Initial value nonhomogeneous DE

[jbord39]

Homework Statement

(D^3 - D^2 + D - 1)y = e^x

and y(0) = 0, y'(0) = 1, y"(0) = 0

Homework Equations

D = d/dx

The Attempt at a Solution

Factoring the left side of the equation gives :
(D^2 + 1)(D - 1)y = e^x

Which has roots of +/- i and 1.
So y(c) = Ae^x + Bsin(x) + Ccos(x)

The annihilator for e^x is (D-1)
and y(p) = Dxe^x = e^x[Dx]
So y(p)' = D[xe^x + e^x] = e^x[D(x+1)]
y(p)" = D[xe^x + 2e^x] = e^x[D(x+2)]
y(p)"' = D[xe^x + 3e^x] = e^x[D(x+3)]

Plugging into y"' - y" + y' -y = e^x
and dividing by e^x yields:

2D = 1 ; or D = (1/2)

So now y = Ae^x + Bsin(x) + Ccos(x) + (1/2)xe^x

Plugging into initial conditions:
y(0) = A + C = 0 ; OR A = -C

Now y' = Ae^x + Bcos(x) - Csin(x) + (1/2)(xe^x + e^x)
and y'(0) = 1 = A + B + (1/2)(0 + 1)
or A + B = (1/2)

Now y" = Ae^x - Bsin(x) - Ccos(x) + (1/2)(xe^x + 2e^x)
and y"(0) = 0 = A - C + (1/2)(0 + 2)
or A - C + 1 = 0

Solving for A, B, and C yields:
A = (-1/2)
B = 1
C = (1/2)

The solution is therefore:

y = (-1/2)e^x + sin(x) + (1/2)cos(x) + (1/2)xe^x

Does this look correct?

Thanks a bunch

 

[jbord39]

Anyone know if I'm in the right direction?

 

[jbord39]

Bump.

 

[Dick]

It looks fine.
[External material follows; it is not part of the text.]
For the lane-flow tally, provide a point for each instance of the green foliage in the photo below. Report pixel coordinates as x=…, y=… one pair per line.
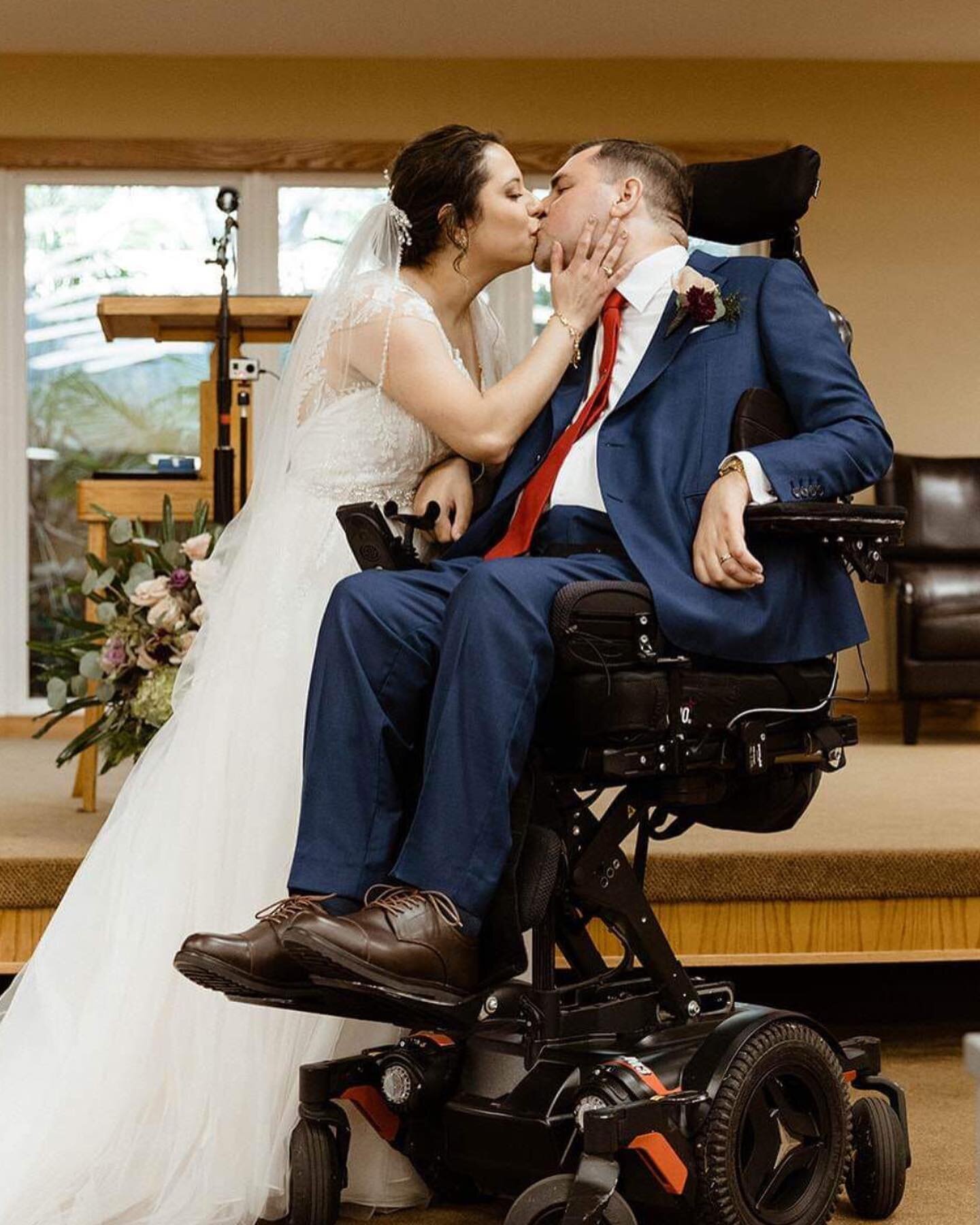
x=131, y=663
You know you can check your own work by taking the y you get and substituting back into the original ODE? That is satisfies the boundary conditions isn't hard to check either?

 

[jbord39]

It looks fine. You know you can check your own work by taking the y you get and substituting back into the original ODE? That is satisfies the boundary conditions isn't hard to check either?

Thanks, it makes sense but I did not think of that.